I'd love to make some sense of these sad events, just as I still try to make sense of my failure with the chickens. But this is what I can see: Emily keeps hoping, with each new creature, that she can "save" it, or at least influence its life for the good. Nature may be red in tooth, claw and feather, and Emily may still be an exuberant 8 year old, but she can also be gentle, and still. I suspect animals have a strong place in her future, and I look forward to watching her.

Thursday, August 21, 2008

Travels to friends and with family


We just got back from 2 weeks away. The first stage of our journeys took place in Chicago, visiting Marji's rooftop and Sara's house. Marji's garden, which she describes very modestly, is actually a colorful, fragrant, and delicious haven from the mean streets (to me, any streets are a bit mean, at least biologically). The girls sampled tomatoes and Sara and I marvelled at all of Marji's work.






I again dipped my toes in that wonderful mom-community-pool of Hyde Park, both literally, at Washington Park Pool, as well as in conversation and walks and playgrounds and friendships.

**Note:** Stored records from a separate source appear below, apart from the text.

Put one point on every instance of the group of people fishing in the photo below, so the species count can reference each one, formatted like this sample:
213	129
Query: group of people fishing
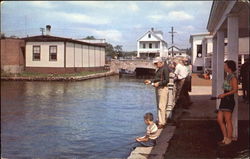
182	70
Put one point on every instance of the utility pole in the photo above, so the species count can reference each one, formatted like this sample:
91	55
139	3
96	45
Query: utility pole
172	35
42	30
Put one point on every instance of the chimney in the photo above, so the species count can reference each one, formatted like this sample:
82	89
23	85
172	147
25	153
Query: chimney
48	27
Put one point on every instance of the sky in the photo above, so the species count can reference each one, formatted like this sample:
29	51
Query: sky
119	22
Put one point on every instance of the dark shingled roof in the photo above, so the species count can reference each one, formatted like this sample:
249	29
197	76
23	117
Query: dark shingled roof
48	38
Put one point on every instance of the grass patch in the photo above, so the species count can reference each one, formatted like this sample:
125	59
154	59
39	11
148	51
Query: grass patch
31	74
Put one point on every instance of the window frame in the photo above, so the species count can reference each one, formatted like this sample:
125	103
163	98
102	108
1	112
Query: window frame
156	45
50	53
33	53
150	45
199	50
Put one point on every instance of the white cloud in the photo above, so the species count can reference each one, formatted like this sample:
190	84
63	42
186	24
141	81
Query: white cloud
96	4
179	15
133	7
109	35
157	17
42	4
81	18
170	3
171	16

Then Brian caught up with us after a conference, and we flew to Denver, and drove to Wyoming, where I first met my cousin Phineas and his family, a worldly, beautifully simple household in the cowboy town of Cheyenne. From there, we drove our rental truck through herds of Harleys to the annual family vacation with Brian's family. This year, we met up in the Black Hills of South Dakota. No beach vacations and sordid poolside novels for this crowd, we chipped rocks to get garnets and agates, walked trails in Custer State Park, rowed boats, climbed at Vidawoo and Devil's Tower, WY. We rode bikes on the Mickelson Trail, right from the front door of our rental house (no internet, no cell service, no house phone, no laundry: one of these was a real hardship, can you guess which?). We rode plodding, bored horses across spectacular landscapes. We panned for gold, and Emily and I each turned up with a tiny nugget of our own, the largest the size of a newborn's fingernail clipping, but gold, unmistakably. We saw mammoth bones and President's faces, the distant silhouette of Crazy Horse, bison too close for comfort, pronghorn antelope at play, prairie dogs like a live-action game of whack-a-mole, and felt a semi-wild burro furry-soft under our fingertips. I saw mustangs - these horses were *not* bored - and remembered my childhood dream of adopting one for myself (I'm still resignedly reminding myself of the impracticalities of this idea). We toured Jewel Cave and felt the breeze of Wind Cave. We ate a "cowboy dinner", followed by lively fiddle music oddly interspersed with a unique American brand of evangelistic preaching and self-glorifying patriotism. In all this, we managed 4 hours of an indoor waterpark in Rapid City, 5 trips to the grocery (thanks, Bri!), one trip to the laundromat (thanks, Bri!), one dip in the ranch pool, and a few soaks on the rental house's hot tub. I squeezed my niece's finger in a van's closing window; my sister-in-law helped Hazel run from an approaching bison. We left through Nebraska (travel tip: Agate Fossil Bed National Monument is not a good place to view either Agates or Fossils), escaped the plains to dip our toes in a Rocky Mountain National Park stream, and flew home.


Such is family vacation with the energetic family I married. Nevertheless, I was lonely the day I rested instead of journeying to Devil's Tower, and realized that I don't really like laying around all that much. Work spoke to me only through vivid dreams. We're all still sleep-deprived, but we have all winter to remember the Black Hills and our golden week in the wild west.